Taehyung stared at him, at a loss for words, trying to regroup to find another tack to get out of this increasingly unpleasant conversational loop, so this horrible doppelganger would stop saying hurtful things about Yoongi.
Then, in a moment of clarity, as Taehyung stared uncomfortably into the eyes that were simultaneously so familiar and yet so alien in the emotion they conveyed, he realized he was approaching this from the wrong angle entirely. As they say, you can't reason somebody out of a position they didn't reason themselves into.
So, reluctantly, he let go of his Yoongi’s hand and stood up. He tried to not be affected by the terrified, bereft look he could see on that Yoongi’s face out of the corner of his eye.
“Giving up?” couch-Yoongi asked in an acid tone.
But Taehyung didn’t walk past him. He sat on the couch next to the other Yoongi, who eyed him skeptically. Then carefully, gently, looking him in the eye, Taehyung put his arms out, leaned in, and then wrapped his arms around Yoongi’s shoulders and pulled him close, tugging him forward away from the back cushions of the couch.
“Hey!” both Yoongis said in unison, startled and offended.

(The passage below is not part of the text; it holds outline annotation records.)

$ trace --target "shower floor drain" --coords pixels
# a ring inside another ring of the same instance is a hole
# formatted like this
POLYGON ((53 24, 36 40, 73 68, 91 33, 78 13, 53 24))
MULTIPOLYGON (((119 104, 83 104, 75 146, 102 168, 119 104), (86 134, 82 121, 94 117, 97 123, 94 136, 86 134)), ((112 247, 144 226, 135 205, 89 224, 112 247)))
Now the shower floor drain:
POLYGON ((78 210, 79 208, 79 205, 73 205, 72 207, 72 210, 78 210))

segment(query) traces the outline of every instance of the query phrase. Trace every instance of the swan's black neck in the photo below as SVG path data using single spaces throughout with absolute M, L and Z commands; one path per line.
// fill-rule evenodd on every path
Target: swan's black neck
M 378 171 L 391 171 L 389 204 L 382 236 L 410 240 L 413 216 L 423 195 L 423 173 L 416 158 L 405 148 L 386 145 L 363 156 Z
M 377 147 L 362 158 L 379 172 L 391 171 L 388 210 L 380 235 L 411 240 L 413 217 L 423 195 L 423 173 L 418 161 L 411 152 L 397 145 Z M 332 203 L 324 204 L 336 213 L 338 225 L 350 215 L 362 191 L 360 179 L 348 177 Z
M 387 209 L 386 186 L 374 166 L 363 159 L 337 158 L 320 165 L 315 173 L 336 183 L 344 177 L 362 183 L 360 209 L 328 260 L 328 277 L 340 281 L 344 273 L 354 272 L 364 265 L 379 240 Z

This other Yoongi felt exactly the same as Taehyung was used to when he hugged his boyfriend - the same shape to his slender torso against his, the same curve of his neck and shoulder, the same smell of shampoo and detergent, the exact same body heat. Taehyung reached up one hand and put it gently against the back of Yoongi’s head, scooting his own legs to the side so that he could pull him in even closer. This Yoongi was tense and stiff, not yielding to the hug but not outright rejecting it either.
“I’m sorry,” Taehyung murmured into his ear. “I’m sorry it hurts so much, and I’m sorry it’s so hard for you sometimes. I’m here for you.”
And then with a wretched little sob, the tension suddenly ran out of Yoongi’s body and he tucked his forehead against Taehyung’s neck. He finally put his own arms around Taehyung and squeezed him back even more tightly. He tried to say something, blubbering against Taehyung’s collarbone, but Taehyung just shushed him gently and rubbed his hands up and down his back.
“It’s okay,” he whispered. “It’s okay. You don’t have to say anything else, sweetheart. It’s okay. It’s okay.”
He held Yoongi as gently as he could, trying to project the love and care he felt for him through his whole body, trying to show him that even though the pain was still there, at least Taehyung and his welcoming arms were too. He let Yoongi cry into his shoulder, caressing his back. Finally, he slowed down a little, and seemed to catch his breath.
“I’m sorry,” Yoongi mumbled, not looking up yet. “I’m sorry you had to hear all that.”
“I’m sorry you felt all of that,” Taehyung returned gently. “I’m sorry you felt like you couldn’t tell me when you were feeling bad. Come here.”
He reached down and lifted up Yoongi’s face with one hand, making a sweater paw with the other, and using it to wipe off Yoongi’s raw, wet, tear-stained cheeks. Yoongi still looked sad and uncertain.
“You’ve had a long, long, stressful day,” Taehyung said softly as he continued to pat him dry. “So we’re going to go to the back and get you changed into something super comfy, and then we’re going to sit together and eat fried chicken.”
“Okay?” Yoongi whispered tentatively, and Taehyung kissed his forehead.
“And I’m not leaving,” Taehyung went on, looking him in the eyes. “I’m not.”
Yoongi didn’t manage to say anything out loud in response, but at least he nodded. So Taehyung grabbed his hands, stood up, and pulled him upright off the couch. Then, still holding one hand, started walking back, already knowing exactly what flannel pants and giant sweater he was going to dig out of Yoongi’s drawers.
As they left the room, Taehyung only glanced back into the living room for the briefest moment, to confirm what he already knew. And he was correct: nobody else was sitting there, and there was just one Yoongi, and he was holding his hand.